请注意，更改输入节点可能不足以切割图形（可能还有其他依赖项连接到先前的输入）。要查看新图的所有输入，我们可以调用model_ext.summary ，它将为我们提供所有所需输入和返回输出的概述：

 import torch
import torch . nn as nn
from surgeon_pytorch import Extract , get_nodes

class SomeModel ( nn . Module ):

    def __init__ ( self ):
        super (). __init__ ()
        self . layer1a = nn . Linear ( 2 , 2 )
        self . layer1b = nn . Linear ( 2 , 2 )
        self . layer2 = nn . Linear ( 2 , 1 )

    def forward ( self , x ):
        a = self . layer1a ( x )
        b = self . layer1b ( x )
        c = torch . add ( a , b )
        y = self . layer2 ( c )
        return y

model = SomeModel ()
print ( get_nodes ( model )) # ['x', 'layer1a', 'layer1b', 'add', 'layer2']

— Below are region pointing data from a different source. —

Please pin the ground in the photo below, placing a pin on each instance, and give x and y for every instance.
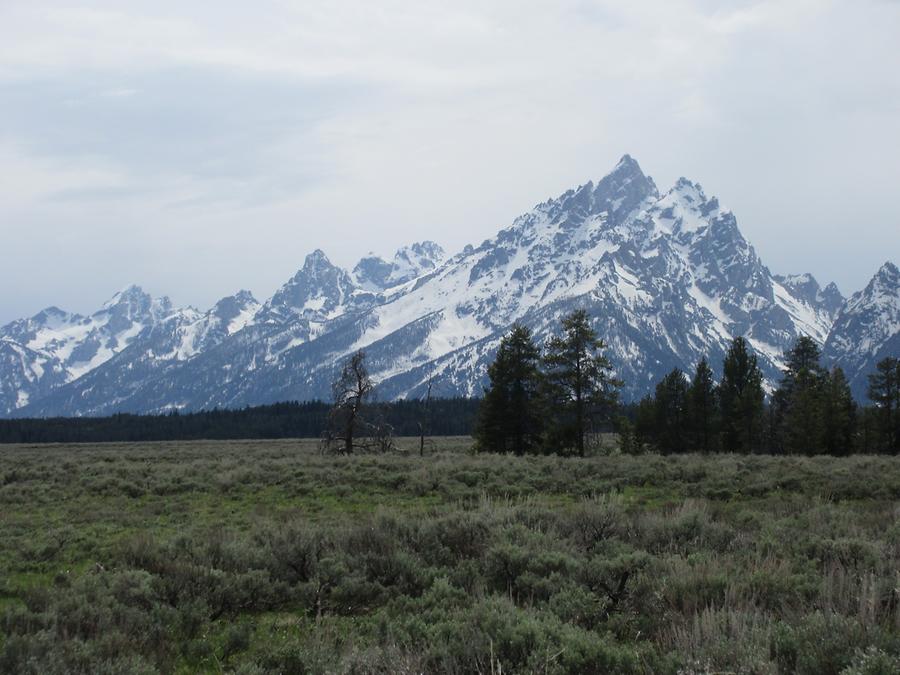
(267, 556)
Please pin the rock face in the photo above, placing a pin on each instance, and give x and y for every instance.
(867, 329)
(667, 278)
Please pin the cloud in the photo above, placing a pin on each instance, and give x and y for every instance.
(211, 145)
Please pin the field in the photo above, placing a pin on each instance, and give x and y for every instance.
(259, 557)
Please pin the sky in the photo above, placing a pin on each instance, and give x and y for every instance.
(200, 148)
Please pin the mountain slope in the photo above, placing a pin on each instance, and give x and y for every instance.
(867, 329)
(667, 278)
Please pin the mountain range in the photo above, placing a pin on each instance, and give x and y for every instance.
(667, 278)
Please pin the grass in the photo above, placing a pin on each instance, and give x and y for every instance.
(266, 556)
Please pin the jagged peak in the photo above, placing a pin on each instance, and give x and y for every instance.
(888, 272)
(128, 294)
(628, 163)
(316, 259)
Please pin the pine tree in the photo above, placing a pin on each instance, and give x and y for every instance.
(509, 417)
(703, 409)
(580, 381)
(645, 423)
(798, 404)
(741, 398)
(839, 414)
(884, 391)
(671, 413)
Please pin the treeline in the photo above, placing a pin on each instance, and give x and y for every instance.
(441, 416)
(559, 399)
(811, 412)
(555, 400)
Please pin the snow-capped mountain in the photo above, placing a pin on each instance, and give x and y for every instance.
(867, 329)
(55, 347)
(374, 273)
(667, 277)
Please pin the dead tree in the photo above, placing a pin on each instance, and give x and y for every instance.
(425, 421)
(351, 390)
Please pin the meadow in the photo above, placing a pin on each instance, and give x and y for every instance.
(270, 557)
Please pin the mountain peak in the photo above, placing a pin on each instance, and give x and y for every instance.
(628, 164)
(128, 295)
(888, 273)
(316, 259)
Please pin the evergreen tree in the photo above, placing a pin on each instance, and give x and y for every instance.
(703, 409)
(645, 423)
(509, 418)
(884, 391)
(839, 414)
(671, 413)
(798, 404)
(741, 398)
(579, 378)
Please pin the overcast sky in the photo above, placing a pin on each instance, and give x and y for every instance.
(196, 148)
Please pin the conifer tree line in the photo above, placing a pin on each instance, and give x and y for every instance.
(557, 398)
(550, 400)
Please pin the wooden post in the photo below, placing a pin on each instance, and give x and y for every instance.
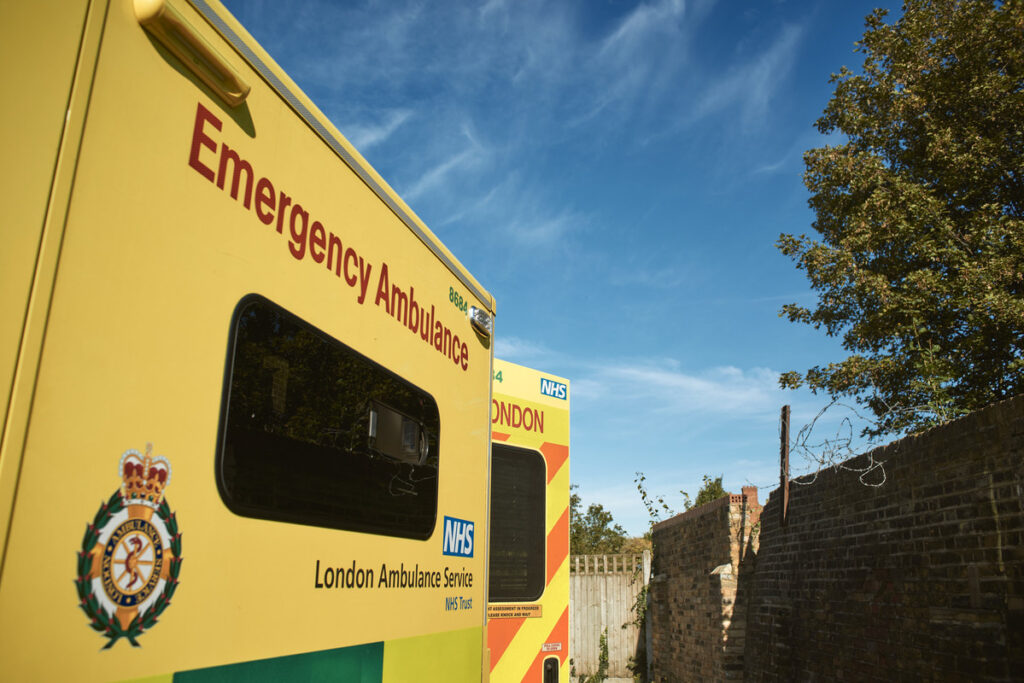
(783, 473)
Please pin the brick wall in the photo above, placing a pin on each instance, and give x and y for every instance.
(697, 591)
(921, 579)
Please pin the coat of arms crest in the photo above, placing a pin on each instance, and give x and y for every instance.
(130, 558)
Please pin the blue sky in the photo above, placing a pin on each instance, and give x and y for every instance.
(615, 173)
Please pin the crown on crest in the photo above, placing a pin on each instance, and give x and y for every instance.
(143, 477)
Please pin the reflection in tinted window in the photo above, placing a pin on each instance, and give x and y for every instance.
(314, 433)
(517, 535)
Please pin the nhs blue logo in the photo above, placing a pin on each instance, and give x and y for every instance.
(458, 537)
(554, 389)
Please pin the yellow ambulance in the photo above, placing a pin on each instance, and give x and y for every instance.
(246, 391)
(528, 590)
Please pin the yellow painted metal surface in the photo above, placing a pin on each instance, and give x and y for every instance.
(530, 410)
(129, 337)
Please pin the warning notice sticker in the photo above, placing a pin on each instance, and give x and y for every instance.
(513, 611)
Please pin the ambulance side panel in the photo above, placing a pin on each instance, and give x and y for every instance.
(527, 611)
(188, 219)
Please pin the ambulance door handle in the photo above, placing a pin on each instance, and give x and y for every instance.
(167, 26)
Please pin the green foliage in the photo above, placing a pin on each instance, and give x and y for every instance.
(711, 491)
(920, 264)
(593, 532)
(602, 662)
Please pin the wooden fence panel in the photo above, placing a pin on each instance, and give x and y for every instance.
(602, 591)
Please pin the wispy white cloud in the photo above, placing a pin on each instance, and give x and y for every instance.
(519, 350)
(752, 86)
(375, 131)
(633, 33)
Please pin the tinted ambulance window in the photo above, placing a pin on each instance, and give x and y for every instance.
(517, 535)
(314, 433)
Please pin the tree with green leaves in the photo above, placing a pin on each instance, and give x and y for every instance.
(593, 532)
(711, 489)
(920, 207)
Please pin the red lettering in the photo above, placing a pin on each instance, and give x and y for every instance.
(350, 278)
(317, 240)
(283, 202)
(240, 165)
(200, 138)
(264, 201)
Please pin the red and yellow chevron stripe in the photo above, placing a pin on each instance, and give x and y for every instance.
(522, 416)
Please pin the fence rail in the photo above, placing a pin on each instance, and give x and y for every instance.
(602, 592)
(606, 563)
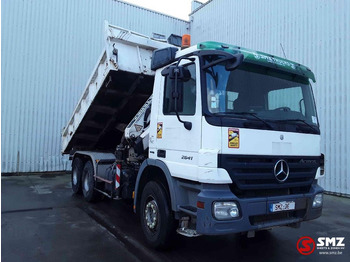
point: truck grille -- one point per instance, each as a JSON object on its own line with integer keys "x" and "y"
{"x": 254, "y": 175}
{"x": 262, "y": 219}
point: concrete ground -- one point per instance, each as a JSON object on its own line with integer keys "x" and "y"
{"x": 43, "y": 221}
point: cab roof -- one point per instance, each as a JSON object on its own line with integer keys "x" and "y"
{"x": 260, "y": 58}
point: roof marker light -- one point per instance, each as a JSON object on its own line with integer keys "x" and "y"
{"x": 186, "y": 41}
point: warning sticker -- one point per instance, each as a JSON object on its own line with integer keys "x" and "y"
{"x": 233, "y": 138}
{"x": 159, "y": 130}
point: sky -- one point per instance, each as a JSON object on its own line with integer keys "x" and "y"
{"x": 176, "y": 8}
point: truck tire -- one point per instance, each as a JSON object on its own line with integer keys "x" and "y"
{"x": 157, "y": 220}
{"x": 77, "y": 171}
{"x": 88, "y": 183}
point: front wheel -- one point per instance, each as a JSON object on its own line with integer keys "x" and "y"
{"x": 77, "y": 171}
{"x": 88, "y": 182}
{"x": 157, "y": 220}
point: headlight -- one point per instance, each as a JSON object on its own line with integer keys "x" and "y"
{"x": 318, "y": 201}
{"x": 225, "y": 210}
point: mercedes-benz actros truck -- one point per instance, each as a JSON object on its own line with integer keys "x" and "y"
{"x": 207, "y": 139}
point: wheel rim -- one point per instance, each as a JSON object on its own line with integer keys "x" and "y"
{"x": 151, "y": 214}
{"x": 75, "y": 176}
{"x": 86, "y": 183}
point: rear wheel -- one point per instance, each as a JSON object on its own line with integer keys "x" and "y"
{"x": 157, "y": 221}
{"x": 77, "y": 171}
{"x": 88, "y": 182}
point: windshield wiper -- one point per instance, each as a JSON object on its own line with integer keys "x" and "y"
{"x": 250, "y": 114}
{"x": 298, "y": 120}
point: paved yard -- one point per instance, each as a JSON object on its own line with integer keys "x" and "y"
{"x": 43, "y": 221}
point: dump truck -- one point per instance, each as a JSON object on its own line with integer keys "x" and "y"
{"x": 207, "y": 139}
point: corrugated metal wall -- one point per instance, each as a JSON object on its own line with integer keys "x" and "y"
{"x": 314, "y": 33}
{"x": 48, "y": 52}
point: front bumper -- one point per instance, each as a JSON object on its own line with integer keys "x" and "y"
{"x": 254, "y": 212}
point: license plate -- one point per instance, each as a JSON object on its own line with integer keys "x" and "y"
{"x": 282, "y": 206}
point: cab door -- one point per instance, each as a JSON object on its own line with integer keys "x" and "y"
{"x": 177, "y": 146}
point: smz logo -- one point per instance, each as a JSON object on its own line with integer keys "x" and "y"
{"x": 306, "y": 245}
{"x": 331, "y": 241}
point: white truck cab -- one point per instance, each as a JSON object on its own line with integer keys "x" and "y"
{"x": 212, "y": 139}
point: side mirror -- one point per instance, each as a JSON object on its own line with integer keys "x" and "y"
{"x": 182, "y": 73}
{"x": 177, "y": 95}
{"x": 234, "y": 62}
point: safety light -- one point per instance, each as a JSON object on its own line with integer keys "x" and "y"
{"x": 318, "y": 201}
{"x": 186, "y": 41}
{"x": 225, "y": 210}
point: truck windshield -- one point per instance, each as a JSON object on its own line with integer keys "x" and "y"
{"x": 260, "y": 94}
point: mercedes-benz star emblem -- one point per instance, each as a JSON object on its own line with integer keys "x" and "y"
{"x": 281, "y": 170}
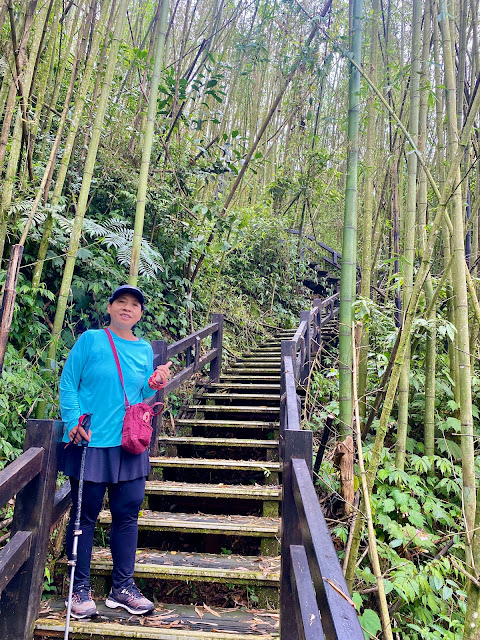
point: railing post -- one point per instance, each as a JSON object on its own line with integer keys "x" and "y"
{"x": 297, "y": 444}
{"x": 304, "y": 373}
{"x": 159, "y": 357}
{"x": 287, "y": 349}
{"x": 217, "y": 343}
{"x": 20, "y": 601}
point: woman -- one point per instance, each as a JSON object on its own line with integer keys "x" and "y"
{"x": 90, "y": 383}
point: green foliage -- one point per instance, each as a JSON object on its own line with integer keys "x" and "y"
{"x": 20, "y": 387}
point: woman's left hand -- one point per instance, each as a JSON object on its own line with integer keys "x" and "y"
{"x": 162, "y": 372}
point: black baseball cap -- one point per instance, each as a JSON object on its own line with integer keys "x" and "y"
{"x": 126, "y": 288}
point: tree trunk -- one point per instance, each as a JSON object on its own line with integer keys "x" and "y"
{"x": 84, "y": 193}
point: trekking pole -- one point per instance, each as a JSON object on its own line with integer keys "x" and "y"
{"x": 84, "y": 422}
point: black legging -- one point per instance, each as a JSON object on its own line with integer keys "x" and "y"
{"x": 125, "y": 500}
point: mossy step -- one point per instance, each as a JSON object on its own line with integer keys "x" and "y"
{"x": 182, "y": 565}
{"x": 167, "y": 622}
{"x": 238, "y": 396}
{"x": 261, "y": 355}
{"x": 232, "y": 408}
{"x": 212, "y": 463}
{"x": 237, "y": 491}
{"x": 253, "y": 526}
{"x": 245, "y": 364}
{"x": 238, "y": 386}
{"x": 218, "y": 442}
{"x": 237, "y": 424}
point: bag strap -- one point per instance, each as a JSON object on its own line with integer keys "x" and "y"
{"x": 117, "y": 362}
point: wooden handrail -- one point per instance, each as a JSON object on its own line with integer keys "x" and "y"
{"x": 338, "y": 614}
{"x": 309, "y": 622}
{"x": 13, "y": 555}
{"x": 194, "y": 362}
{"x": 22, "y": 561}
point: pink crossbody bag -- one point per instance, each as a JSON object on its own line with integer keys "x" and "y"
{"x": 137, "y": 423}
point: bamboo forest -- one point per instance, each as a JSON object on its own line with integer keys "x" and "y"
{"x": 243, "y": 162}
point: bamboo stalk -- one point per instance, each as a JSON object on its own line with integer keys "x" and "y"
{"x": 372, "y": 540}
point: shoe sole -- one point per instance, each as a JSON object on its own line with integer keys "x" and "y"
{"x": 113, "y": 604}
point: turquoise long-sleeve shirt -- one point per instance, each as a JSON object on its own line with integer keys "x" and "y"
{"x": 90, "y": 384}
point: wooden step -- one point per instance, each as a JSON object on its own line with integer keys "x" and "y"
{"x": 245, "y": 364}
{"x": 237, "y": 424}
{"x": 275, "y": 397}
{"x": 167, "y": 622}
{"x": 252, "y": 526}
{"x": 196, "y": 490}
{"x": 232, "y": 409}
{"x": 218, "y": 442}
{"x": 260, "y": 355}
{"x": 214, "y": 464}
{"x": 265, "y": 350}
{"x": 248, "y": 378}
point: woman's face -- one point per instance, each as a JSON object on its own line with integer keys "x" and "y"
{"x": 125, "y": 311}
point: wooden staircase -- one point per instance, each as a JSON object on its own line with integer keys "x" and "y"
{"x": 211, "y": 516}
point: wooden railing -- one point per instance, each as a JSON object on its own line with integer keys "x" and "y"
{"x": 333, "y": 257}
{"x": 314, "y": 598}
{"x": 32, "y": 479}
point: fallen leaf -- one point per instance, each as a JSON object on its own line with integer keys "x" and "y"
{"x": 338, "y": 590}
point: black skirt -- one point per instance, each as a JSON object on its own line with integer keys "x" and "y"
{"x": 108, "y": 464}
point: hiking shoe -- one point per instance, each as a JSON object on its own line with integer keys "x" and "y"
{"x": 131, "y": 599}
{"x": 83, "y": 605}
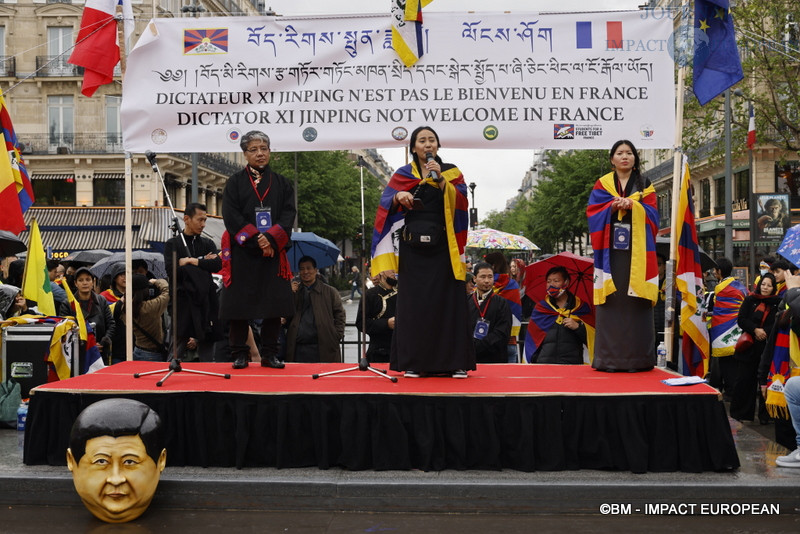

model_ext = Extract ( model , node_in = { 'layer1a' : 'my_input' }, node_out = { 'add' : 'my_add' })
print ( model_ext . summary ) # {'input': ('x', 'my_input'), 'output': {'my_add': add}}

out = model_ext ( x = torch . rand ( 1 , 2 ), my_input = torch . rand ( 1 , 2 ))
print ( out ) # {'my_add': tensor([[ 0.3722, -0.6843]], grad_fn=<AddBackward0>)}

应用程序编程接口

应用程序编程接口

 model = Extract (
    model : nn . Module ,
    node_in : Optional [ Union [ str , Sequence [ str ], Dict [ str , str ]]] = None ,
    node_out : Optional [ Union [ str , Sequence [ str ], Dict [ str , str ]]] = None ,
    tracer : Optional [ Type [ Tracer ]] = None ,          # Tracer class used, default: torch.fx.Tracer
    concrete_args : Optional [ Dict [ str , Any ]] = None , # Tracer concrete_args, default: None
    keep_output : bool = None ,                       # Set to `True` to return original outputs as first argument, default: True except if node_out are provided
    share_modules : bool = False ,                    # Set to true if you want to share module weights with original model
)

检查与提取

Inspect类始终执行作为输入提供的整个模型，并使用特殊的钩子来记录流过的张量值。这种方法的优点是 (1) 我们不创建新模块 (2) 它允许动态执行图（即依赖于输入的for循环和if语句）。 Inspect的缺点是（1）如果我们只需要执行模型的一部分，则会浪费一些计算，（2）我们只能从nn.Module层输出值 - 没有中间函数值。

Extract类使用符号跟踪构建一个全新的模型。这种方法的优点是（1）我们可以在任何地方裁剪图形并获得仅计算该部分的新模型，（2）我们可以从中间函数（不仅仅是层）中提取值，（3）我们还可以更改输入张量。 Extract的缺点是只允许静态图（请注意，大多数模型都有静态图）。